The Financial Intelligence Unit (FIU) — an arm of the Reserve Bank of Zimbabwe (RBZ) — has opened a fresh investigation into firms and individuals who are using shelf companies to siphon money from the foreign exchange auction and channelling it to the black market.
The apex bank is working with other law enforcement agents — police and the Zimbabwe Anti-Corruption Commission (Zacc) — to corner tycoons causing headaches in the financial services sector.
These law enforcers are tracking well-knit networks of those using letter-box companies to buy the foreign currency at an official rate and selling on the parallel market. They then go back to the auction system to offload the local currency.
The cycle continues and benefits a corrupt few at the detriment of the economy.
Resultantly, the murky scheme fuels high exchange rates at the parallel market and causes a jump in prices of goods and services.
RBZ governor John Mangudya told the Zimbabwe Independent last night that investigators were trailing unscrupulous businesses abusing the foreign exchange in the economy.
The apex bank introduced the foreign exchange auction system in June 2020 and so far almost US$800 million has circulated.
Mobile money operators were last year blamed for the volatility in exchange rate, resulting in a ZW$5 000 (US$60) cap on daily individual transactions or ZW$35 000 (US$420) per week.
Mangudya said a crack team from FIU was closing the net on those with rent-seeking behaviour.
In 2020, the FIU froze banks accounts of top businessmen and companies who were suspected of black market foreign currency dealings.
He said: “The FIU has enhanced their surveillance role to flush out those who are abusing foreign exchange in the economy, especially those abusing the foreign
auction system as breeding ground for arbitrage.
“The general findings have been the use of shelf companies to come to the auction.”
Investigations by the FIU have revealed that companies and individuals with brief case companies, sell foreign currency on the parallel market and then come to the foreign exchange auction where they use local currency to bid for foreign currency.
The official exchange rate is US$1:ZW$83,37 while at the parallel market it is around US$1: ZW$112.
“…That’s why we are emphasizing on adherence to KYC (Know Your Customer) and CDD (Customer Due Diligence) principles at banks who are front-liners in this regard,” Mangudya said.

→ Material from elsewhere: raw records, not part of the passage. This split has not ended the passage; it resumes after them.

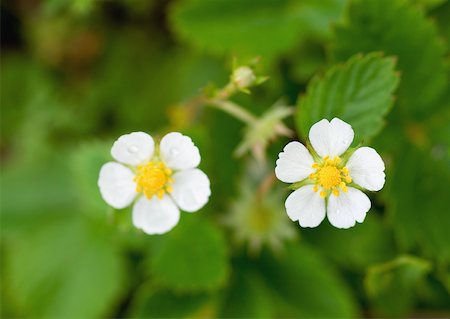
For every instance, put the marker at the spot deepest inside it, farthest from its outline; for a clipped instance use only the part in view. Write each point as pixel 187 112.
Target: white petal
pixel 179 152
pixel 294 163
pixel 306 206
pixel 134 148
pixel 367 168
pixel 155 216
pixel 116 185
pixel 331 138
pixel 191 189
pixel 345 210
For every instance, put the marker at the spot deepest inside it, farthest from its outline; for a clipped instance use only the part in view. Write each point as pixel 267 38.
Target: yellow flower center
pixel 330 176
pixel 153 178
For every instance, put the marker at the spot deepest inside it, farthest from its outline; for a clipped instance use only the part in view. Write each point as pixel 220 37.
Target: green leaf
pixel 391 286
pixel 355 248
pixel 398 29
pixel 305 285
pixel 250 27
pixel 417 193
pixel 87 161
pixel 191 257
pixel 358 92
pixel 248 295
pixel 154 303
pixel 64 268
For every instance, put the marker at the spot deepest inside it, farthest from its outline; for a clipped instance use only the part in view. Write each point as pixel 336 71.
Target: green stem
pixel 234 110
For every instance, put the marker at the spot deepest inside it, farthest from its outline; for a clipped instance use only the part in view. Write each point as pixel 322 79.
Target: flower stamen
pixel 330 175
pixel 153 178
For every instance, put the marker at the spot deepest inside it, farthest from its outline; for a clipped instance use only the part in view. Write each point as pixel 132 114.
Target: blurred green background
pixel 77 74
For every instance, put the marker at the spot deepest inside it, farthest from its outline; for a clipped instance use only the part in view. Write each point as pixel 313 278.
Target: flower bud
pixel 243 77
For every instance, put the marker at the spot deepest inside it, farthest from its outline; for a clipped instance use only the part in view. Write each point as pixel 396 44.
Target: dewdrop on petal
pixel 158 180
pixel 330 181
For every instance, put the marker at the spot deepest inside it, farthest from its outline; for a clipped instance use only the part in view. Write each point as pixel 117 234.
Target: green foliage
pixel 51 266
pixel 391 286
pixel 78 74
pixel 248 295
pixel 397 29
pixel 151 302
pixel 304 285
pixel 193 257
pixel 359 92
pixel 358 247
pixel 249 27
pixel 419 202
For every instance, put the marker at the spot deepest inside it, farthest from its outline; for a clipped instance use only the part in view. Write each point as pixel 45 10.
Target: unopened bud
pixel 243 77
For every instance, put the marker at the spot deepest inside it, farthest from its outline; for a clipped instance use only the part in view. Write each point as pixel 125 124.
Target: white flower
pixel 160 180
pixel 329 180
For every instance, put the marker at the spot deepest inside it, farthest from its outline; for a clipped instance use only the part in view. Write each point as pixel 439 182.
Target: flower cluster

He added that the central bank will “ensure that authorised dealers or banks and foreign exchange auction system participants comply with auction rules and regulations to curb abuse of the foreign exchange auction and safeguard the auction from being abused as a breeding ground for arbitrage opportunities.

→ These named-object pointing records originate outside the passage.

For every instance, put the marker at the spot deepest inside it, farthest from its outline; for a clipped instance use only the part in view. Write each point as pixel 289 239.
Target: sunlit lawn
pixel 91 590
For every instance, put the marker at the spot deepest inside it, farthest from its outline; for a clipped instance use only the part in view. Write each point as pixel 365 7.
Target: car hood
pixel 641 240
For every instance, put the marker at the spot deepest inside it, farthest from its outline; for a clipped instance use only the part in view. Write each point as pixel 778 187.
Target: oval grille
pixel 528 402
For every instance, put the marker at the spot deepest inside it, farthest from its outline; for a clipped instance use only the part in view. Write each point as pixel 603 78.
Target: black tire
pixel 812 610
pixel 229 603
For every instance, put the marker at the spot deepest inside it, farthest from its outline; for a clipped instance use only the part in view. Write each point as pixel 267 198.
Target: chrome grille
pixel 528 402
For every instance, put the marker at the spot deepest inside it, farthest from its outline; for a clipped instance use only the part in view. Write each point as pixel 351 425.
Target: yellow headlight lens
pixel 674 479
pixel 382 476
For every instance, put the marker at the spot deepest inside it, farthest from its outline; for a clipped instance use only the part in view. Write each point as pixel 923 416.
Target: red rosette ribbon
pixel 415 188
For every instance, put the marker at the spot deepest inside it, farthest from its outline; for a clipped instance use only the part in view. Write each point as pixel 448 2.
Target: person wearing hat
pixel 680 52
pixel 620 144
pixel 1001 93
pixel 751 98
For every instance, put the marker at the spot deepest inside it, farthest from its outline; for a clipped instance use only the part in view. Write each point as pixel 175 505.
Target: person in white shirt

“Accordingly, the bank’s exchange control inspectorate and the FIU have enhanced their monitoring and surveillance on the utilisation of foreign exchange in the market to foster market discipline.”
Mangudya said monetary authorities would leave no stone unturned in cleaning up the financial services sector of any malfeasance threatening to destabilise the foreign exchange auction system.
“We have policy measures designed to ensure that the forex auction system is sustained as dependable foreign exchange market for bona-fide foreign currency requirements,” he said.
Commenting on revelations that Zacc recently made spot checks at some banks to investigate corrupt activities, Mangudya noted that, “The bank is working closely with the law enforcement agencies to bring sanity in the economy”.
The central bank chief exonerated mobile money operators whom he said have improved their operations but remained under the probing eye of the FIU that is “monitoring their efficacy”.
RBZ, in the first half of 2020, conducted a forensic audit to investigate the operations of mobile banking institutions, some of which were found on the wrong side of the law.
The FIU is still probing any reported suspicious transactions that may fuel the parallel market.
Mangudya also said the central bank was focusing on its core business of managing the economy.
“The bank is dealing with the core functions of a central bank that include interest rate, reserve requirements and open market operations as tools to control inflation and money supply.” – The Zimbabwe Independent.